Roberts Rejects the ICJ

On June 28, 2006, in General, by Neil Stevens

While many of us have been worked up about the ICC, the ICJ still exists, and the Chief Justice is on the case. Via Bench Memos I found this interesting writeup that shows John Roberts as not hesitating to lay down American law over foreign junk:

Bustillo asserts that since Breard, the ICJ’s LaGrand and Avena decisions have interpreted the Convention to preclude the application of procedural default rules to Article 36 claims. Although the ICJ’s interpretation deserves “respectful consideration,” Breard, supra, at 375, it does not compel the Court to reconsider Breard’s understanding of the Convention. “The judicial Power of the United States” is “vested in one supreme Court . . . and . . . inferior courts.” U. S. Const., Art. III, §1. That “power . . . extend[s] to . . . treaties,” Art. III, §2, and includes the duty “to say what the law is,” Marbury v. Madison, 1 Cranch 137, 177. If treaties are to be given effect as federal law, determining their meaning as a matter of federal law “is emphatically the province and duty of the judicial department,” headed by the “one supreme Court.” Ibid. Nothing in the ICJ’s structure or purpose suggests that its interpretations were intended to be binding on U. S. courts. Justice Roberts goes on to find that the ICJ’s interpretation of the VCCR is simply wrong.

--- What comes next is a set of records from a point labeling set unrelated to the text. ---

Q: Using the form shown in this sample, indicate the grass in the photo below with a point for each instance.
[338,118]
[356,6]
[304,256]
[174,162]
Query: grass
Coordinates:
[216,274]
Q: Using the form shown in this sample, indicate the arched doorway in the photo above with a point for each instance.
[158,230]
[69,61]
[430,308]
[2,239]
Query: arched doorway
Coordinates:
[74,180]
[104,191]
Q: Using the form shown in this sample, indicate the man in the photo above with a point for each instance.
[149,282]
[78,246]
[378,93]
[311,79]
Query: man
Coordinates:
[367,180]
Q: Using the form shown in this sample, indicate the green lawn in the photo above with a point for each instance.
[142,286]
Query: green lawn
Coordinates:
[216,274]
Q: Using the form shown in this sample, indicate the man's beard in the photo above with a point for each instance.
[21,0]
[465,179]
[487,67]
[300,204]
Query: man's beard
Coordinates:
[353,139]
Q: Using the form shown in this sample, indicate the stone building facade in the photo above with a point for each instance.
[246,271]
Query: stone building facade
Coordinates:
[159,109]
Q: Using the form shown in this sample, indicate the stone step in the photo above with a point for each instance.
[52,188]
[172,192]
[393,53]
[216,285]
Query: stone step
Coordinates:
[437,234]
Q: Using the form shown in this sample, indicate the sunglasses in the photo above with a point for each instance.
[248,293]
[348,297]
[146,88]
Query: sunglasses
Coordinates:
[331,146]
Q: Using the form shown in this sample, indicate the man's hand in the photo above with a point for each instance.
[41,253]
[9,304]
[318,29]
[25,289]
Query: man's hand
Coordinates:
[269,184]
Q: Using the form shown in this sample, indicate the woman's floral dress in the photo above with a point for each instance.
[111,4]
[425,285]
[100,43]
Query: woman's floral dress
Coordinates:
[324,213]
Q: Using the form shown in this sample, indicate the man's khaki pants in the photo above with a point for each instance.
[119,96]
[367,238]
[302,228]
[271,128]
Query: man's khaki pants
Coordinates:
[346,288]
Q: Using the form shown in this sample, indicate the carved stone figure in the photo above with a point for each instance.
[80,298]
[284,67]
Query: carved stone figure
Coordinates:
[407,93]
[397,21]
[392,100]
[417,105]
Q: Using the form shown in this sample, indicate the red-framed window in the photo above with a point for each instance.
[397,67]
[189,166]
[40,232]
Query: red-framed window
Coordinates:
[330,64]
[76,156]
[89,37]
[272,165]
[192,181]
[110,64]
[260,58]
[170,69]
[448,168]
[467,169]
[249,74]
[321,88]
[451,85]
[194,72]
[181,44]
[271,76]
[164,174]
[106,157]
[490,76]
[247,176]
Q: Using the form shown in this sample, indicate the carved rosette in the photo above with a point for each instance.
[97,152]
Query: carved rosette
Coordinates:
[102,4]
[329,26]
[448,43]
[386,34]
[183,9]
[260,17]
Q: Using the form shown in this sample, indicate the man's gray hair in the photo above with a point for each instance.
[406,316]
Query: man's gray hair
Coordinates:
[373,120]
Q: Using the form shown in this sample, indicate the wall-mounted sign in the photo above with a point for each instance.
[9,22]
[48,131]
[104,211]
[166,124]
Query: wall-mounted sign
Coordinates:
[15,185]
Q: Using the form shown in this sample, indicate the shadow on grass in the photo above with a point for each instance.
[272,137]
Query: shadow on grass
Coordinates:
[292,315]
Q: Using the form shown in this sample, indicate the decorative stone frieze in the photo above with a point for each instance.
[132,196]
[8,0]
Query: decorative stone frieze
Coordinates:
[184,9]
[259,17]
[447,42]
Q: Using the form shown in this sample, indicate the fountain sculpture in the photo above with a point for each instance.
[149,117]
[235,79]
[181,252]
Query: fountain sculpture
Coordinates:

The dissent, written by Justice Breyer, also refused to endorse this view, and “assumed that the ICJ decisions are not binding.” Instead, the dissent argued that “respectful consideration” should have required the Court to give deference to the ICJ here and spends lots of ink pointing out that the ICJ has often been cited by U.S. Courts and the Supreme Court.

Just imagine if Breyer were in the majority. Even if Breyer says the ICJ’s word isn’t legally binding, if he claims the Supreme Court has to follow it, then the effect is the same as if the ICJ were a higher court.